Album: Two in One - One in Two

Label: Hatology

Review date: Oct. 18, 2004

This has been a favorite recording of mine for a long time, and it’s a pleasure to see it reissued. When I was first getting into it, I already knew that the incomparable Mr. Roach would sound great with the great Mr. Braxton; indeed, their Black Saint record Birth and Rebirth had already confirmed that. It’s hard not to recognize Roach’s impeccably (and distinctively) tuned drums immediately, just as there’s little mistaking Braxton’s tone. Their instrumental voices and formal sensibilities have carried them each into vastly different areas of jazz’s geography. And this recording dates from a period when Roach was at his most adventurous – having also recorded hot sides with Abdullah Ibrahim, Cecil Taylor, and his own burnin’ quartet (for Horo) – and when Braxton’s music was still exploding in every direction.

But on this record – comprised of two long live tracks from 1979’s Willisau Festival, an occasion on which Braxton also recorded a smokin’-hot quartet set for Hat – their multiple streams of jazz and improvised music traditions really converge. It all still comes together for me in a single moment, midway through the first piece. Braxton had hauled out his gargantuan contrabass clarinet, and was woofing manically on the damn thing, when suddenly Roach did absolutely the most perfect thing he could possibly have done: he started playing triangle.
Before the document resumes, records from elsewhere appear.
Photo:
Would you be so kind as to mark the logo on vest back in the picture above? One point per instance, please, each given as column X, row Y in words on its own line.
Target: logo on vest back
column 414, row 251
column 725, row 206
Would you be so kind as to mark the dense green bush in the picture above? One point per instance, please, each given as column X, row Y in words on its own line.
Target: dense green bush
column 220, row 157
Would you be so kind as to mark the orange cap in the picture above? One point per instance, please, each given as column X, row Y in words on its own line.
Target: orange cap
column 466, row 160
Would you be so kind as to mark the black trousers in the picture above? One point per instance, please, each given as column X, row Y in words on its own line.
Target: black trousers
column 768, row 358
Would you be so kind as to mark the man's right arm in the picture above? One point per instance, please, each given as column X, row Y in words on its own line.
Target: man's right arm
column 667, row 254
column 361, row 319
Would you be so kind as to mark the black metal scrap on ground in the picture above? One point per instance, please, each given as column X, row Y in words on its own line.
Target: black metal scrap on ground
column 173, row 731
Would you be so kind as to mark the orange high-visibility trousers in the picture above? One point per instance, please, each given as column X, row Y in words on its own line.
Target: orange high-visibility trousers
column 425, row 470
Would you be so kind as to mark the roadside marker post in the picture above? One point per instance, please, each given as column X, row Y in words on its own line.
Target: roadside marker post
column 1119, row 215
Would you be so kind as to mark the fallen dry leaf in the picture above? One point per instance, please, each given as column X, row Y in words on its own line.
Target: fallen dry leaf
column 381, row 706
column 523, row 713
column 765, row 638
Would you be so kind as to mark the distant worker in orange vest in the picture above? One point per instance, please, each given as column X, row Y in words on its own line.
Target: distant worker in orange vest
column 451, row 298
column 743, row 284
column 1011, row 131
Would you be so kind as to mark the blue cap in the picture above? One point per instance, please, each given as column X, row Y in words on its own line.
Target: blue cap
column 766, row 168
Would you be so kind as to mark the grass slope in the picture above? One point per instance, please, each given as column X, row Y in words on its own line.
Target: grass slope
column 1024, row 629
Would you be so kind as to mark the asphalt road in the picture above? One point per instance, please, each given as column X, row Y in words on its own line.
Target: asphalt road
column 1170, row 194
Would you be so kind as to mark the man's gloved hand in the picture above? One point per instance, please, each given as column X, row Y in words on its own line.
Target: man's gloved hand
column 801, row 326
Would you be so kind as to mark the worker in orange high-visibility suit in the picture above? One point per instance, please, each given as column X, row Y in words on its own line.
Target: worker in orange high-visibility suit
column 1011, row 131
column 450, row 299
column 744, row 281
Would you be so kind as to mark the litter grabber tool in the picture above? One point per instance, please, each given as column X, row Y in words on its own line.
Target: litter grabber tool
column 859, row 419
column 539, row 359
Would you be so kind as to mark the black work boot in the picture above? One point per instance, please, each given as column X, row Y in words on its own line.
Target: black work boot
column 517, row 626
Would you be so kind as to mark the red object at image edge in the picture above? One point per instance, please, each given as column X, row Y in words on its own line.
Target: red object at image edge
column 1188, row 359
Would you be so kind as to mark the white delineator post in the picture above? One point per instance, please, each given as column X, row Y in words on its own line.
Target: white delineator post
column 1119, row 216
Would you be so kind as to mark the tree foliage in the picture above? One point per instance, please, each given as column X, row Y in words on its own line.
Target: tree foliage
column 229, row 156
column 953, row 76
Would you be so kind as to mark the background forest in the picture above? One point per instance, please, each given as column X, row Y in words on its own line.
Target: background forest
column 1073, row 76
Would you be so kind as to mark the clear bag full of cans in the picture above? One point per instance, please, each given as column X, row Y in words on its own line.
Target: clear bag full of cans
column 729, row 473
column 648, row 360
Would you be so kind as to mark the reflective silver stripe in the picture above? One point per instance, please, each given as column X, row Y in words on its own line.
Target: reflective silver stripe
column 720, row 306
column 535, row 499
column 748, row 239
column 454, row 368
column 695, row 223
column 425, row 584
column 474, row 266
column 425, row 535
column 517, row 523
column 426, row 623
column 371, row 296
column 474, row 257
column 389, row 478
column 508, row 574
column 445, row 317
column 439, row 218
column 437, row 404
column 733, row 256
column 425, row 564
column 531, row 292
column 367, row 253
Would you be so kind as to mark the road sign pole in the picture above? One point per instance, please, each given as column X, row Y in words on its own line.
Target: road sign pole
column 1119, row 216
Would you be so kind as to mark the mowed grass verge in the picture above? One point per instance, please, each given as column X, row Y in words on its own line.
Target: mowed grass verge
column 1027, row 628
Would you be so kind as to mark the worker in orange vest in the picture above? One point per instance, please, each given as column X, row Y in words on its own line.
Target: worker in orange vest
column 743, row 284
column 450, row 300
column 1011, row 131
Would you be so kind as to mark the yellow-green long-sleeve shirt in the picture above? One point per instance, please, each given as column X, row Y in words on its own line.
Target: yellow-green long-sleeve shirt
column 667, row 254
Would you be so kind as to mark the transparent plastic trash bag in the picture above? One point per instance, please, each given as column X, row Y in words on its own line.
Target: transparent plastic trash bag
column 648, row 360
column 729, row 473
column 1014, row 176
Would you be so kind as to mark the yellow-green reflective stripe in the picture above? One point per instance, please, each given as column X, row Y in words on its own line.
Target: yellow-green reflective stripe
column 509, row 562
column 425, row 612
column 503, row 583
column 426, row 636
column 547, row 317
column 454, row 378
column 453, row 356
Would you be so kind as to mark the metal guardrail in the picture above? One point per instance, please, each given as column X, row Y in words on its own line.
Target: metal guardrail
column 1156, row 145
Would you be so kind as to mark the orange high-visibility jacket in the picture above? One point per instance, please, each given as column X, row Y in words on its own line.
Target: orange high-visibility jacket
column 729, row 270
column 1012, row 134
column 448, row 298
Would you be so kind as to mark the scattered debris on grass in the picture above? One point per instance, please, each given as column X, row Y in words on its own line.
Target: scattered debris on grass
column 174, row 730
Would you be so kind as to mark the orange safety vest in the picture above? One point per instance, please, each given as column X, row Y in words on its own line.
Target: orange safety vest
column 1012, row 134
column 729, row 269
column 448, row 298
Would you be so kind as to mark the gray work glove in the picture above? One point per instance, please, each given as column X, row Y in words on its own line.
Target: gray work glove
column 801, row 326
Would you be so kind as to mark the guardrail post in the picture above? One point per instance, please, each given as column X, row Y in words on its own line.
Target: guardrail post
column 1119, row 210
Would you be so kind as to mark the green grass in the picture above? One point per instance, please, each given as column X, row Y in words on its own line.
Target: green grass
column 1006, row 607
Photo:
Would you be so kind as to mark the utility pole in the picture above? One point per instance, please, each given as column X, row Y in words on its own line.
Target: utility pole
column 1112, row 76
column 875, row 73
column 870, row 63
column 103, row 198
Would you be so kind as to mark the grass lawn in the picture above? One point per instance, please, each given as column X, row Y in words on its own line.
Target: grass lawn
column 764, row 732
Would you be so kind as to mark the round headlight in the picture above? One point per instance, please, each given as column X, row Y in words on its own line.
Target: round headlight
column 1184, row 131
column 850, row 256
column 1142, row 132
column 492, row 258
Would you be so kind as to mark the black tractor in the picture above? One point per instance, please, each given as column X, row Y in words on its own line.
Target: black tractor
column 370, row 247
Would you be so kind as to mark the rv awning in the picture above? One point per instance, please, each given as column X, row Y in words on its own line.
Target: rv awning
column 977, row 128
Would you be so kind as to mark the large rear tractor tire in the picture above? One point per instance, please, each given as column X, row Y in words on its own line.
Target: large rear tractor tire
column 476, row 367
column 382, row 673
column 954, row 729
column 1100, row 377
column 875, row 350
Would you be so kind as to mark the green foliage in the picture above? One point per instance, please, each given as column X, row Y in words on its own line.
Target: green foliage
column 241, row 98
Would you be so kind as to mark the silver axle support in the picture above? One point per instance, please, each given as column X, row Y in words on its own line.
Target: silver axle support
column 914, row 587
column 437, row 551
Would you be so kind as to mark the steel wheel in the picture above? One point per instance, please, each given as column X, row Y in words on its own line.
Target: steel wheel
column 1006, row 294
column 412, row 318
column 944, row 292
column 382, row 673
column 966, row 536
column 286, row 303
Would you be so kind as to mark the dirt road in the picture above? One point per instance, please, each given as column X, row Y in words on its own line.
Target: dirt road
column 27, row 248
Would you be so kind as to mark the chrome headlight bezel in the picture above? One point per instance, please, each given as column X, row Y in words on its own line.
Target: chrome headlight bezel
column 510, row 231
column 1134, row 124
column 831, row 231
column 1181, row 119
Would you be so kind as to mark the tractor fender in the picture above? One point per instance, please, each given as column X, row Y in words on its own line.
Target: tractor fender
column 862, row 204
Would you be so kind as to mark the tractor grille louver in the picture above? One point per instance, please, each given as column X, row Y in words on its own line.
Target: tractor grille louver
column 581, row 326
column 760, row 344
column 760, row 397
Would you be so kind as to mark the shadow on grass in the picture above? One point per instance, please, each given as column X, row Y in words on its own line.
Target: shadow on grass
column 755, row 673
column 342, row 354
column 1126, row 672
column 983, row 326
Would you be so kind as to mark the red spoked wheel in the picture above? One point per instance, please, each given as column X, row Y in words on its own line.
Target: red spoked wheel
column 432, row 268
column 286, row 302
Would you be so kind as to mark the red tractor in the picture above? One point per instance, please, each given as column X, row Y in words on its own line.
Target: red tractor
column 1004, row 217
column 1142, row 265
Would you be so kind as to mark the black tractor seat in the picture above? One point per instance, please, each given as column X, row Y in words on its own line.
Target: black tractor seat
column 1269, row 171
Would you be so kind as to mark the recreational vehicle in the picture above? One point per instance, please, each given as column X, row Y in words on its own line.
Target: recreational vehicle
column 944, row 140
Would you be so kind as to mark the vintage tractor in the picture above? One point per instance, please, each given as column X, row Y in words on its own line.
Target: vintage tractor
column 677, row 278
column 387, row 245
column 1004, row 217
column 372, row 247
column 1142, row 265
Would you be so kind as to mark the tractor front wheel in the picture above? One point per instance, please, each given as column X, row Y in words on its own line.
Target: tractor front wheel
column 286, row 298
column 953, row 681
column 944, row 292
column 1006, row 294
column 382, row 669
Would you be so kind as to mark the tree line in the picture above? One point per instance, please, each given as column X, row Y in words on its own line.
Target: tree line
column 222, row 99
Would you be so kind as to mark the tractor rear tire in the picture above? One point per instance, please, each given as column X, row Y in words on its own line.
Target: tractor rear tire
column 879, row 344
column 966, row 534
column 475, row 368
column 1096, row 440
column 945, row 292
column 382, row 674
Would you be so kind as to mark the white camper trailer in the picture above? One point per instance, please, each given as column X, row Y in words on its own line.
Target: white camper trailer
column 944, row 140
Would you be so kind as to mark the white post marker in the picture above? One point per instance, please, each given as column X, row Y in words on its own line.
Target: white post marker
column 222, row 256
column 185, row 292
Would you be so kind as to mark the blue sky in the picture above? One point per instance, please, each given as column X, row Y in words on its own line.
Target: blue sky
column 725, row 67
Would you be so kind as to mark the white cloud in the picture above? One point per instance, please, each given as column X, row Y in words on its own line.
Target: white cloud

What contrast. What intelligence. What humor. And as important as each element is, it’s hard not to think that contrast isn’t the key here.

These two gentlemen are miles beyond the trite (and frankly boring) imitative approach that often dominates duo improvisations. Roach and Braxton don’t just challenge each other, they are unafraid to simply destroy a motif or idea as soon as it establishes itself (of course, they linger when appropriate too, but this just gives you some idea of the wealth of imagination here and the speed, the resourcefulness of these two). The mood shifts from the ritual chamber to a postmodern Minton’s to a composer’s workshop, with an appropriately wide array of techniques to complement the general shift in idioms. Fire and repose, monologue and dialogue, density and space; it’s all here in a glorious 75-minute romp. And it goes without saying that there is a deep, deep sense of swing saturating the music – there’s a love and reverence for jazz’s multiple traditions that practically leaps out of your speakers. Don’t sleep on this killer reissue.